Enhanced conversation compaction system. Automatically compresses long conversation histories using a 4-layer pipeline: rule-based pre-compression, message deduplication, LLM summarization, and tiered summaries.

Installation

npm install @tinyclaw/compactor

Core Concepts

Compaction reduces conversation history size while preserving important context:

4-Layer Pipeline

  1. Layer 1: Rule-based pre-compression (9 rules)
    • Deduplicate lines
    • Remove emoji
    • Collapse whitespace
    • Normalize CJK punctuation
    • Remove empty sections
    • Compress markdown tables
    • Merge similar bullets
    • Merge short bullets
    • Remove decorative lines
  2. Layer 2: Message deduplication
    • Shingle hashing + Jaccard similarity
    • Removes duplicate/highly similar messages
  3. Layer 3: LLM summarization
    • Single LLM call to generate L2 (detailed) summary
    • Preserves key facts, decisions, and outcomes
  4. Layer 4: Tiered summaries
    • L0: Ultra-brief (1-2 sentences)
    • L1: Brief (1 paragraph)
    • L2: Detailed (multiple paragraphs)

Standalone Utilities

  • Dictionary encoding: Auto-learned codebook, $XX substitution (lossless)
  • Tokenizer optimizer: Encoding-aware format fixes (1-3% savings)
  • Compressed Context Protocol (CCP): Ultra/medium/light abbreviation (20-60%)

Main Exports

Compactor Engine

createCompactor(db: Database, config?: CompactorConfig): CompactorEngine

Create a compactor engine.
db
Database
required
Database instance from @tinyclaw/core
config
CompactorConfig
Optional configuration
import { createCompactor } from '@tinyclaw/compactor';
import { createDatabase } from '@tinyclaw/core';

const db = createDatabase('/path/to/tiny-claw.db');
const compactor = createCompactor(db, {
  threshold: 50,           // Compact when message count > 50
  targetCount: 20,         // Keep last 20 messages after compaction
  estimatedTokenLimit: 4000, // Token budget for compaction
});
Default Config:
const DEFAULT_COMPACTOR_CONFIG: CompactorConfig = {
  threshold: 50,
  targetCount: 20,
  estimatedTokenLimit: 4000,
};

Methods

compactIfNeeded(userId, provider): Promise<CompactionResult | null>

Automatically compact conversation history if it exceeds threshold.
userId
string
required
User ID
provider
Provider
required
LLM provider for summarization
result
CompactionResult | null
Compaction result or null if compaction was not needed
const result = await compactor.compactIfNeeded('web:owner', provider);

if (result) {
  console.log(`Compacted ${result.messagesRemoved} messages`);
  console.log(`Summary: ${result.summary.l1}`);
}
CompactionResult:
interface CompactionResult {
  summary: TieredSummary;     // L0, L1, L2 summaries
  messagesRemoved: number;    // Messages deleted
  originalCount: number;      // Messages before compaction
  newCount: number;           // Messages after compaction
  metrics: CompactionMetrics; // Compression stats
}
TieredSummary:
interface TieredSummary {
  l0: string;  // Ultra-brief (1-2 sentences)
  l1: string;  // Brief (1 paragraph)
  l2: string;  // Detailed (multiple paragraphs)
}

getLatestSummary(userId): string | null

Retrieve the latest compaction summary.
const summary = compactor.getLatestSummary('web:owner');
if (summary) {
  console.log(summary);
}

estimateTokens(text): number

Estimate token count for a text string.
const tokens = compactor.estimateTokens('Hello, world!');
console.log(`Estimated tokens: ${tokens}`);

Standalone Utilities

Compressed Context Protocol (CCP)

Ultra-aggressive abbreviation for context compression.

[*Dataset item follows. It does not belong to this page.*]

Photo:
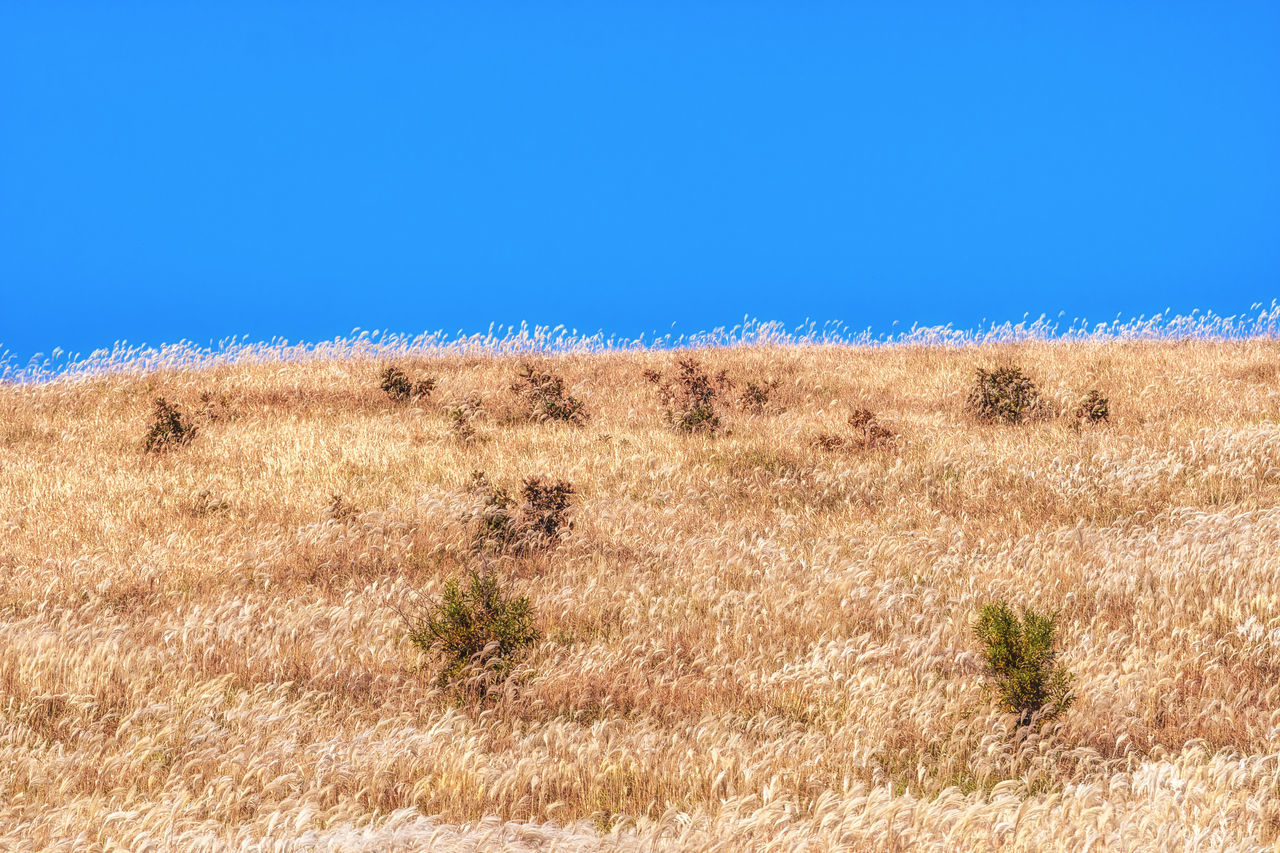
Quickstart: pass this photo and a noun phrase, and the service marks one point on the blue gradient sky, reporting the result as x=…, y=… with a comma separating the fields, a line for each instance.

compressContext(text, level?): string

text
string
required
Text to compress
level
CcpLevel
Compression level: 'ultra', 'medium', or 'light' (default: 'medium')
compressed
string
Compressed text
import { compressContext } from '@tinyclaw/compactor';

const original = 'The user asked about timezone configuration and we updated FRIEND.md with UTC+08:00.';
const compressed = compressContext(original, 'ultra');

console.log(compressed);
// Output: "usr askd tz cfg, upd FRIEND.md w/ UTC+08"
Compression Levels:
  • ultra: 40-60% reduction (aggressive abbreviation)
  • medium: 20-40% reduction (balanced)
  • light: 10-20% reduction (conservative)

compressContextWithStats(text, level?): CcpResultWithStats

Compress and return statistics.
import { compressContextWithStats } from '@tinyclaw/compactor';

const result = compressContextWithStats(original, 'ultra');

console.log(result.compressed);
console.log(`Saved: ${result.stats.compressionRatio.toFixed(2)}%`);

Dictionary Encoding

Lossless compression using auto-learned codebook.

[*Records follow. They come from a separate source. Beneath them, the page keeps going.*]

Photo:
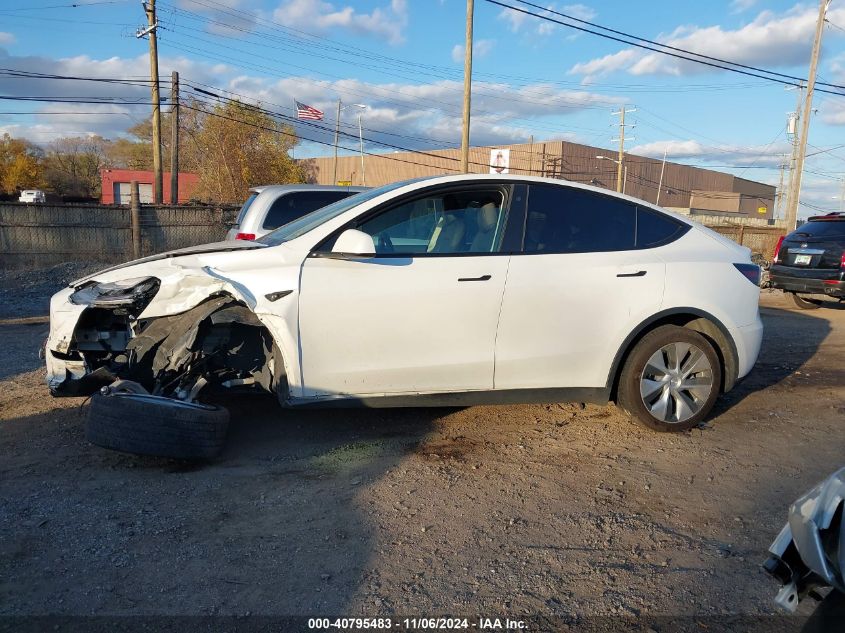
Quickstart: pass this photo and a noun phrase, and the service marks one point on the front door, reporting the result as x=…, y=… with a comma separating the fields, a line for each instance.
x=421, y=315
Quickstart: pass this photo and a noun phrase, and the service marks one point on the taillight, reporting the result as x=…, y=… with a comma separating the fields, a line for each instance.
x=776, y=257
x=750, y=271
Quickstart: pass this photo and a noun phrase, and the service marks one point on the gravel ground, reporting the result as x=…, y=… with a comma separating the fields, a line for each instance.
x=553, y=510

buildCodebook(text, options?): Codebook

Build a codebook from sample text.
import { buildCodebook } from '@tinyclaw/compactor';

const codebook = buildCodebook(conversationHistory, {
  minFrequency: 3,
  maxEntries: 100,
});

console.log(codebook);
// { 'timezone': '$01', 'configuration': '$02', ... }

compressText(text, codebook): string

Compress text using a codebook.
import { compressText } from '@tinyclaw/compactor';

const compressed = compressText(
  'The timezone configuration is in FRIEND.md',
  codebook
);

console.log(compressed);
// "The $01 $02 is in FRIEND.md"

decompressText(compressed, codebook): string

Decompress text.
import { decompressText } from '@tinyclaw/compactor';

const decompressed = decompressText(compressed, codebook);
console.log(decompressed);
// "The timezone configuration is in FRIEND.md"

compressionStats(original, compressed): { ratio, saved }

Calculate compression statistics.
import { compressionStats } from '@tinyclaw/compactor';

const stats = compressionStats(original, compressed);
console.log(`Compression ratio: ${stats.ratio.toFixed(2)}%`);
console.log(`Bytes saved: ${stats.saved}`);

Tokenizer Optimizer

Encoding-aware format fixes for better tokenization.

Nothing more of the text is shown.